Monday, March 17, 2014

So that person so conveniently said hi to me as if the letter didn't reach to him. I guess that already proves a lot. What the fuck am I doing sia I really don't understand SIAO LOL. I stooped too low. I think I just woke up. But I said this so many times already. Gosh...... :( But if I was so determined to do it just before I went to Europe last year, it means I can do it again. Lol what fuckery is this seriously. Eh you all win la I give up. Really last time already thanks la k thanks. I am gonna make it a point to make sure you don't affect me. I need to get the fuck out of this school. Pissing me off.

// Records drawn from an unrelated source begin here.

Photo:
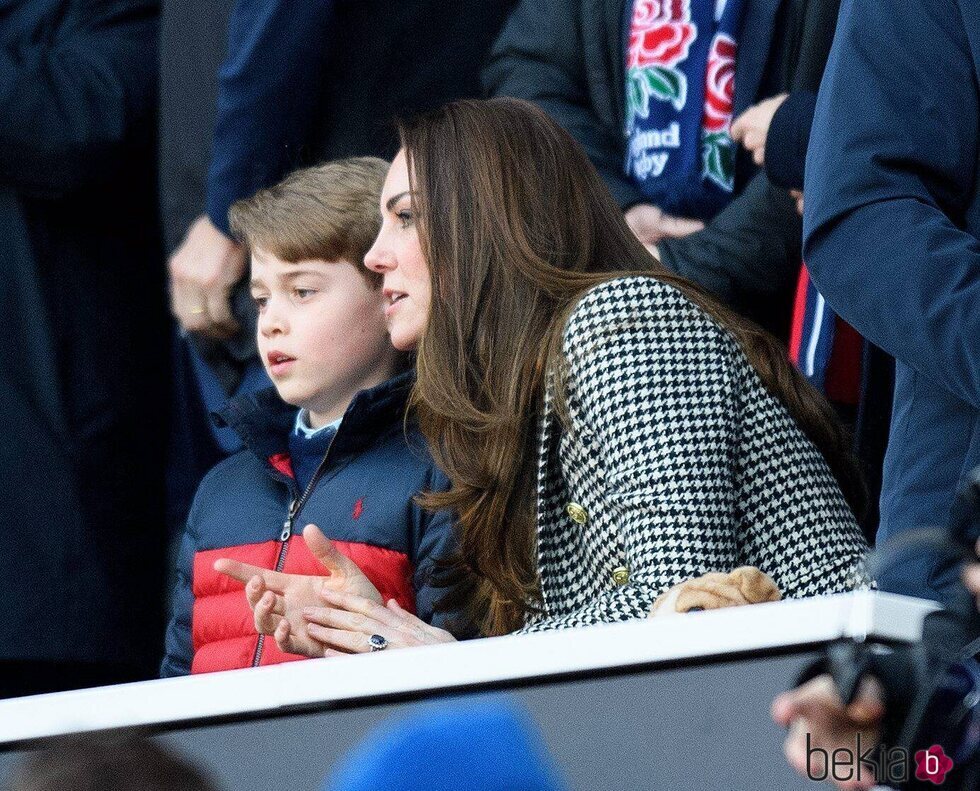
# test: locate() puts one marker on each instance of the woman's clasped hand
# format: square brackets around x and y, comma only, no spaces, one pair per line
[329,615]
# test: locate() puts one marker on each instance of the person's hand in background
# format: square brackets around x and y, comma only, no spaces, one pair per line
[798,197]
[971,577]
[815,710]
[203,271]
[651,225]
[751,128]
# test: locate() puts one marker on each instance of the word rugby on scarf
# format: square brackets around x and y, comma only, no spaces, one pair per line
[680,87]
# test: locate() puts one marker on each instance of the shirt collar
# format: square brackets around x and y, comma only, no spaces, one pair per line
[302,427]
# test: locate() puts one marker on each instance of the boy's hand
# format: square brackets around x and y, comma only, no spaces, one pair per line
[275,596]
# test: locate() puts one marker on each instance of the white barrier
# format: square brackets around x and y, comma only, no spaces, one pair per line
[688,640]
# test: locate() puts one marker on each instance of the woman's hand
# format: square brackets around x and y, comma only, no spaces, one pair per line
[277,598]
[347,623]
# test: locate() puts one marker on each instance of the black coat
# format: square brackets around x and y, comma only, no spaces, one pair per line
[82,356]
[568,56]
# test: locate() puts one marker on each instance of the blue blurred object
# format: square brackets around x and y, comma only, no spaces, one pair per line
[484,746]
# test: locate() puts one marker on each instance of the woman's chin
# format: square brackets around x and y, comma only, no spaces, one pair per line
[404,342]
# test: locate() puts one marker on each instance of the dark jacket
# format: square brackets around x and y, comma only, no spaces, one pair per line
[362,500]
[568,56]
[892,224]
[83,356]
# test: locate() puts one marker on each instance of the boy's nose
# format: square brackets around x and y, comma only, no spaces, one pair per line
[271,322]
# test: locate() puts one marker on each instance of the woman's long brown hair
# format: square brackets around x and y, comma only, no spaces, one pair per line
[516,226]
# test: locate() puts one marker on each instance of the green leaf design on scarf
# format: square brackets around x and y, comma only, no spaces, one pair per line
[718,151]
[669,85]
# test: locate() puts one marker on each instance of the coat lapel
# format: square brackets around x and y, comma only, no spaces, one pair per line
[610,13]
[753,50]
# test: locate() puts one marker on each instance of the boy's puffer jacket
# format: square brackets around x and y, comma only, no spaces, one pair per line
[363,500]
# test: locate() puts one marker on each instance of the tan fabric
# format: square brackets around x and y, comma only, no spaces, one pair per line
[712,591]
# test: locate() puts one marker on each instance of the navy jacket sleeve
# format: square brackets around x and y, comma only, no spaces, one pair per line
[538,58]
[435,541]
[788,138]
[71,97]
[890,171]
[268,89]
[179,644]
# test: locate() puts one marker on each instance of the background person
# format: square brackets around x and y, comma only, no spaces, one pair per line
[892,217]
[83,360]
[854,375]
[622,76]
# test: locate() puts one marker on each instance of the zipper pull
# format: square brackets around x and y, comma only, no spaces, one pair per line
[287,526]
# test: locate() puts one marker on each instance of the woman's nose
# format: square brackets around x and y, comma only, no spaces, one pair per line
[378,258]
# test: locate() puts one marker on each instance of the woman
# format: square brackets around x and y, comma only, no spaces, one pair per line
[609,430]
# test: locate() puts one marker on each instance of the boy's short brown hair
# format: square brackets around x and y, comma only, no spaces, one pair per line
[328,212]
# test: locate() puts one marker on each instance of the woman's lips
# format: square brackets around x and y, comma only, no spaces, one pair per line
[280,364]
[392,306]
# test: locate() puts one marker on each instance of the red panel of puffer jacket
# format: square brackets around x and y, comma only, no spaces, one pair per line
[223,629]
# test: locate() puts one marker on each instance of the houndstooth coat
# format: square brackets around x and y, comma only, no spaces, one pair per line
[674,460]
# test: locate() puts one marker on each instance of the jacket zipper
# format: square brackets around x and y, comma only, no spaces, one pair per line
[287,532]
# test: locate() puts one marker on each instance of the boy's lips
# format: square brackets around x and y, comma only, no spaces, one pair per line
[279,363]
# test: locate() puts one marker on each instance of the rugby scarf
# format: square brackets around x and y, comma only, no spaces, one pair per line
[680,86]
[826,349]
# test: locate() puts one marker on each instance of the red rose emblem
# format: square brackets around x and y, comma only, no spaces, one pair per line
[661,33]
[719,93]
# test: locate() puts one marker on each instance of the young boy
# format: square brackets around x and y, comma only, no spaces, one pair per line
[328,445]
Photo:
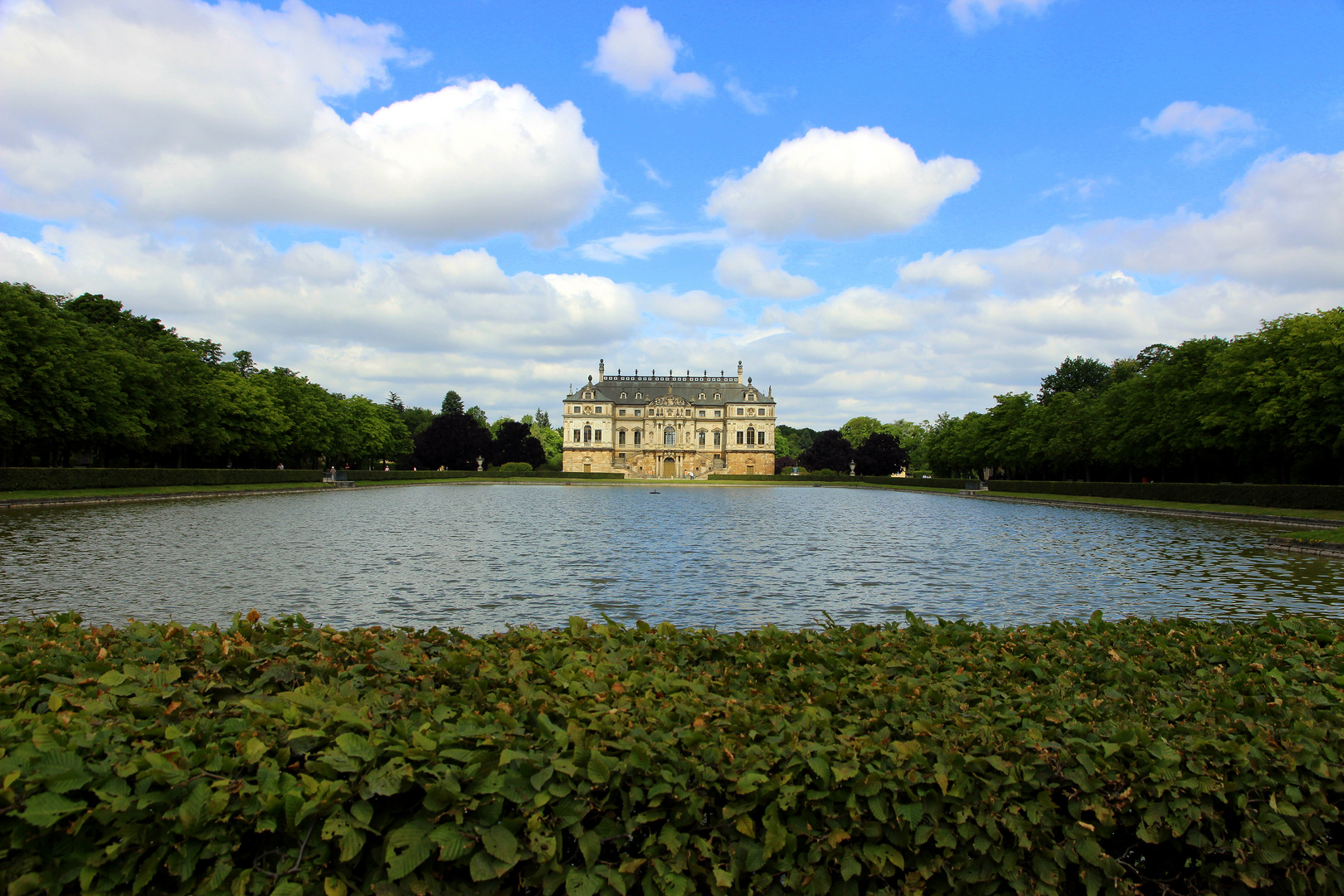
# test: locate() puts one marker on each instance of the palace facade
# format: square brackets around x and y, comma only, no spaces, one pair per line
[670,426]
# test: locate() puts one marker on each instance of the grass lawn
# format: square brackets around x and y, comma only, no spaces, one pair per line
[1179,505]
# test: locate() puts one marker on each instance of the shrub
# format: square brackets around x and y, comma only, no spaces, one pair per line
[32,479]
[1307,497]
[281,758]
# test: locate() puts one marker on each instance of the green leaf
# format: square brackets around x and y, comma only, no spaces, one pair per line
[452,843]
[357,746]
[499,841]
[598,770]
[47,809]
[407,848]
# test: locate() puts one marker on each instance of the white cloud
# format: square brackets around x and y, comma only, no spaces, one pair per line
[652,175]
[757,271]
[1215,129]
[637,54]
[839,186]
[615,249]
[972,15]
[171,109]
[753,102]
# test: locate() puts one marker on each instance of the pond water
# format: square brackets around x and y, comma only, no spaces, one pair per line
[487,557]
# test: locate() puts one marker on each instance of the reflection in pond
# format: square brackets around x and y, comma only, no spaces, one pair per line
[487,557]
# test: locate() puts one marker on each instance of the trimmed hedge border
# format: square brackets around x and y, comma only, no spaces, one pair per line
[1304,497]
[39,479]
[838,477]
[280,758]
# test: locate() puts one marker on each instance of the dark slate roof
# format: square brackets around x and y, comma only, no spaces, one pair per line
[689,388]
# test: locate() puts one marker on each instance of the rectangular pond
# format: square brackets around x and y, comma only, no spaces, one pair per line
[487,557]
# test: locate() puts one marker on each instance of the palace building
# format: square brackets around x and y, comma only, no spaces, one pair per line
[670,426]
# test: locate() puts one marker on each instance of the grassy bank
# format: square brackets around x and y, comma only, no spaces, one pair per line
[280,758]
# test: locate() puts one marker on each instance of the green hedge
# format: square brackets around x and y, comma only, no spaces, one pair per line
[1307,497]
[1161,757]
[385,476]
[32,479]
[839,477]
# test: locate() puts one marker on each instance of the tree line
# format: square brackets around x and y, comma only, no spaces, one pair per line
[86,382]
[1261,407]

I need god to lead me to where I'm supposed to be. I really honestly want to study abroad. & I am highly considering it. But will I be able to let go everything here? There is nothing much for me to hold on actually. Everyone giving me so much pain and misery I can't even understand this shit. I'll probably only miss having my parents around when I feel alone. I'll probably cry for days and go crazy 2 weeks into living abroad though. Hmmmm :( I'm so messy right now. I don't even wanna say I need someone to confide in cuz I don't wanna listen to anyone at this moment right now. Need some peaceful time by myself or actually some quiet companion would be good. I just don't want to listen anymore. I'm so tired.

Yep I hope tomorrow rains again. I don't like the project that I'm doing now. I'm just not enjoying anything that I'm doing anymore. K like whatever I'm going to bed.